Federal assistant minister for digital cities, Angus Taylor, has weighed in behind small-to-medium enterprises under moves that increase access to the Commonwealth’s $5.6 billion ICT spending program.

Angus Taylor, assistant minister for digital cities, foreshadows closer engagement with SMEs to source the Commonwealth’s $5.6 billion annual spending program.

Federal assistant minister for digital cities, Angus Taylor, has weighed in behind small-to-medium enterprises under moves that increase access to the Commonwealth’s $5.6 billion ICT spending program.

This engagement involves submissions to an ICT Procurement Taskforce enquiry that will hand down findings in the New Year.

According to Taylor, the administration does not have the same “rivers of gold” that marked past procurement.
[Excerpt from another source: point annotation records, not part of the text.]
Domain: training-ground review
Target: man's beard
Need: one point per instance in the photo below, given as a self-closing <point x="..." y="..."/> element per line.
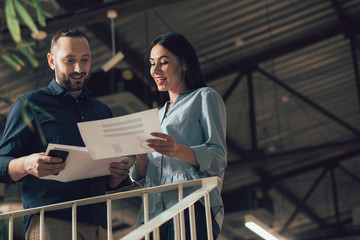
<point x="65" y="81"/>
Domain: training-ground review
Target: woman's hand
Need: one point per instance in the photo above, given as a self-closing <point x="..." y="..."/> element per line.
<point x="166" y="144"/>
<point x="119" y="171"/>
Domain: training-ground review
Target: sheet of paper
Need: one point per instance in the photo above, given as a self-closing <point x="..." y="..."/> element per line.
<point x="79" y="164"/>
<point x="120" y="136"/>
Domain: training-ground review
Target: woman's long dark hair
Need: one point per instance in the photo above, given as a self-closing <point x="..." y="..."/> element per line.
<point x="178" y="45"/>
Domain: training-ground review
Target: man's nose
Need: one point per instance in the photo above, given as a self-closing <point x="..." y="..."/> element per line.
<point x="77" y="67"/>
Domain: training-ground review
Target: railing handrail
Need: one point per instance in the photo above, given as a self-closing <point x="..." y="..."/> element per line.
<point x="207" y="184"/>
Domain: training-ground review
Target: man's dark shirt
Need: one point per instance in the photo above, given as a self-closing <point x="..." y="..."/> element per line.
<point x="18" y="140"/>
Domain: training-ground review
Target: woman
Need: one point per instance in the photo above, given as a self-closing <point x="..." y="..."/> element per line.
<point x="192" y="144"/>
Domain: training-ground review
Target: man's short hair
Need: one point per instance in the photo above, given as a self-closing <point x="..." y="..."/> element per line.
<point x="67" y="32"/>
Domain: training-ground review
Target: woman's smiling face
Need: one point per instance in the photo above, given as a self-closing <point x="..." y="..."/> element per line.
<point x="167" y="70"/>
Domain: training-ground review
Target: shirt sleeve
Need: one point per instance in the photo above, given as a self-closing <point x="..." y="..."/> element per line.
<point x="13" y="141"/>
<point x="212" y="155"/>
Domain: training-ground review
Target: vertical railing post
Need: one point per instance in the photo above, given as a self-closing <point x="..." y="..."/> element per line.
<point x="156" y="235"/>
<point x="146" y="211"/>
<point x="182" y="217"/>
<point x="192" y="222"/>
<point x="208" y="216"/>
<point x="74" y="221"/>
<point x="11" y="227"/>
<point x="42" y="216"/>
<point x="176" y="227"/>
<point x="109" y="218"/>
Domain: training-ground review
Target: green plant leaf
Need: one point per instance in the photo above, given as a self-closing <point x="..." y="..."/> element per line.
<point x="25" y="16"/>
<point x="11" y="62"/>
<point x="11" y="21"/>
<point x="55" y="4"/>
<point x="26" y="51"/>
<point x="39" y="13"/>
<point x="18" y="59"/>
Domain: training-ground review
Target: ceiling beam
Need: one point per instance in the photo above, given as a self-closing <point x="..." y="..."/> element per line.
<point x="277" y="50"/>
<point x="98" y="13"/>
<point x="302" y="153"/>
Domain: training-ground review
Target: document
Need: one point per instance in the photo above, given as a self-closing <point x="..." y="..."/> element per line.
<point x="120" y="136"/>
<point x="79" y="164"/>
<point x="106" y="141"/>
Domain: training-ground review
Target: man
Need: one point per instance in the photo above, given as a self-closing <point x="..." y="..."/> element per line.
<point x="22" y="155"/>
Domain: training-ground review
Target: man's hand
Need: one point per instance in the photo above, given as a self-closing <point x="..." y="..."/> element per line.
<point x="41" y="165"/>
<point x="37" y="164"/>
<point x="119" y="171"/>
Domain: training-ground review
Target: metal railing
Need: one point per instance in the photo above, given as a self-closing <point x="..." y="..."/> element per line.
<point x="176" y="212"/>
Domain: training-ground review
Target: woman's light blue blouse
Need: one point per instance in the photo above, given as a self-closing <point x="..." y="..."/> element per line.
<point x="196" y="119"/>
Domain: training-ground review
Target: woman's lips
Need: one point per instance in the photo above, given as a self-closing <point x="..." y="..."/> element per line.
<point x="160" y="81"/>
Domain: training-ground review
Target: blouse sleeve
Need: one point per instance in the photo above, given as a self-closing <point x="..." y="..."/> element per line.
<point x="212" y="155"/>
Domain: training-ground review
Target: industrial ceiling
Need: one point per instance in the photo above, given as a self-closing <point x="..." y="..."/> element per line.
<point x="288" y="71"/>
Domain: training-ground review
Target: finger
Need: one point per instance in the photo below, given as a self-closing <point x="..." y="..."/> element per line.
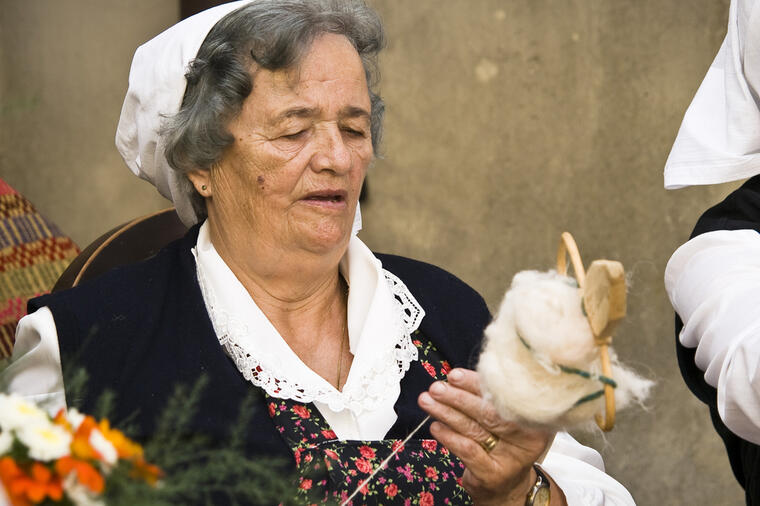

“Particularly with the Australian government, we had rivers of gold well beyond when other governments had them, so we got used to the idea that there was always money there to do something new. Well the truth is now, there’s not.”

He told a Canberra forum government spending represented a big number. “But the cost doesn’t end with that, because the other cost we load up is the cost to industry. We have about 70 ICT panels and that costs, we reckon, about $700million for you to manage.”

Moreover, procurement was not strategy-led. While tenders were tightly-scripted, these discouraged innovation. “The result is we get far less from a group of extraordinarily innovative creative entrepreneurial people.”

With digital services, Taylor said “Houston we’ve got a problem.” This is marked by citizens’ inability to navigate on-line services in an intuitive environment.

Planners needed to get the basis right, around the cloud, software robotics, internet of things, and advanced data analytics. “We’re not at that level. We’ve got to get these basics right first and that’s what we’re focused on.”

There were ongoing problems to solve. These incorporated governance, existing rules, as well as the technical delivery. Broader questions revolved around final ownership of ICT solutions, together with clearly-defined partnerships.

Industry-led business models needed to solve problems, said Taylor. This engagement would offer fresh perspectives, while delivering on the promise of agency-wide cost-savings.